Un esordio da sballo quello dei ThëM con l’album Frames

‘Frames’ dei ThëM è la cornice vuota che ha bisogno di essere riempita, è lo spazio dell’inconscio che ha bisogno di essere capito e presentato agli altri, o al pubblico, così come avviene per questo disco dove c’è tutta la rabbia e la voglia di esserci di questa band calabrese che debutta sul mercato grazie alla Overdub Recordings. Ma quella corniche che compare sulla copertina, completamente vuota, me ne ricorda altre che avevo visto anni fa su uno dei capolavori della musica rock, vale a dire Pictures at an Exhibition degli Emerson, Lake & Palmer. Ma certo, lì è tutta un’altra storia mentre qui siamo solo agli inizi, ma il rock è anche ben diverso da quello degli inglesi perché qui, i ragazzi di Calabria si muovono su un alternative che poco ha a che vedere col progressive di altri tempi. E lo si sente già dalle prima battute iniziali con Blinded, tutto orientato com’è su un’alternative conciso ed essenziale; davvero un colpo di fulmine in apertura di un album che tra l’altro è anche un esordio. E se ThëM rappresenta estraneità ed intolleranza verso quanto ci circonda, il disco suona altrettanto rude, quasi una sorta di “reclamo” verso la società che sempre più si sta estraniando dal centro dell’universo, l’uomo. Lo dimostrano brani come Smart Pressure o il successivo Restless, quest’ultimo davvero potente per il riff che accompagna una voce che più arrabbiata non si poteva, e non poteva essere diversamente visto che il brano parla di irrequietezza. E se il vostro o il nostro posto sarà il purgatorio, proprio Purgatory si accompagna ad un rock da sballo, dove l’alternative ed il core sembrano sposarsi per prepararsi a filiare nuove e potenti trame di durezza. Quando arriva Fragments, il pezzo che dà il titolo all’album, si è già ad un punto da sballo notevole con il rock finora ascoltato che, bontà ThëM, non lascia spazio ad altro se non quello dell’elettricità ad alto tasso volumetrico. E mentre Sober sembra la calma dopo la tempesta, ma ci si sbaglia spesso in certi frangenti, con la successiva Ghost of Myself è sempre il rock di questa band del sud che dimostra di avere stoffa al punto giusto per un salto…oltre l’infinito.

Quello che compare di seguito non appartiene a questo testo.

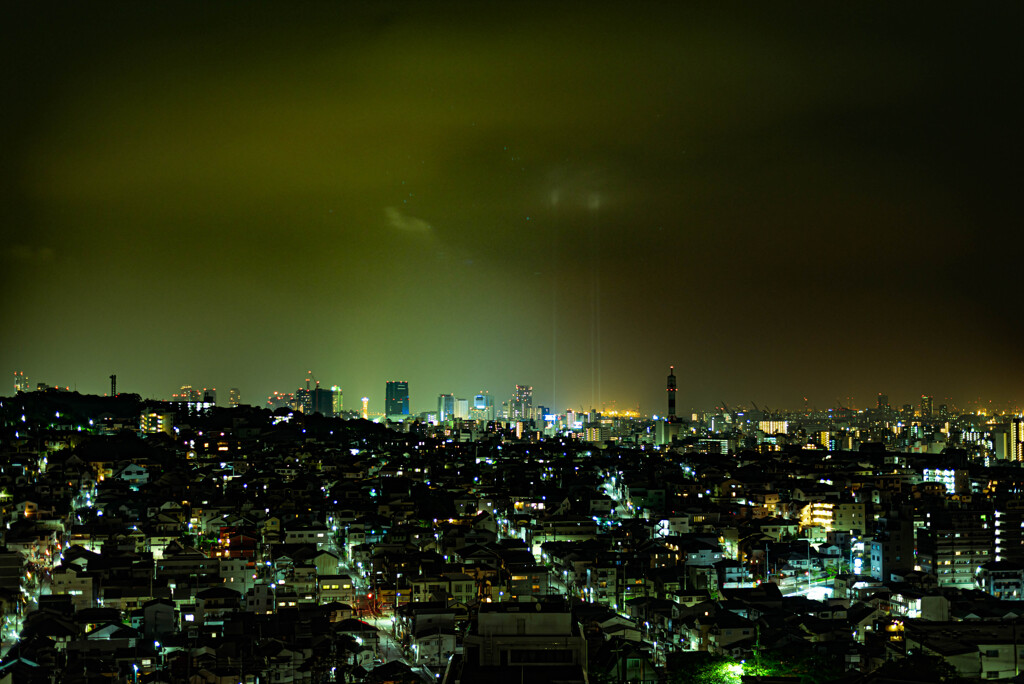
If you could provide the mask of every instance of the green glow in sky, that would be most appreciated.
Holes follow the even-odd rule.
[[[745,10],[7,7],[3,372],[1020,401],[1019,6]]]

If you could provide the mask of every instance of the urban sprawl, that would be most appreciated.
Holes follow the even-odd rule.
[[[254,407],[16,377],[0,682],[1012,680],[1011,410]]]

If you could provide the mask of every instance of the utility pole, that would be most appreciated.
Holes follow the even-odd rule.
[[[754,623],[754,674],[761,675],[761,623]]]

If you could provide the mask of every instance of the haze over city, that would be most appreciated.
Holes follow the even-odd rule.
[[[0,21],[7,378],[1022,402],[1019,5],[51,9]]]

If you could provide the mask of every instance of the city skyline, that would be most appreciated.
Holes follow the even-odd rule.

E mentre con Strong si assiste alla catarsi di Frames, un album di tutto rispetto, con Time ci si accorge di essere giunti al termine anche per la cadenza dell’intro che si dimostra “grande” ed entusiasmante, così come lo è stato tutto l’album che abbiamo ascoltato. Ragazzi, se questo è un esordio….ne vedremo delle belle!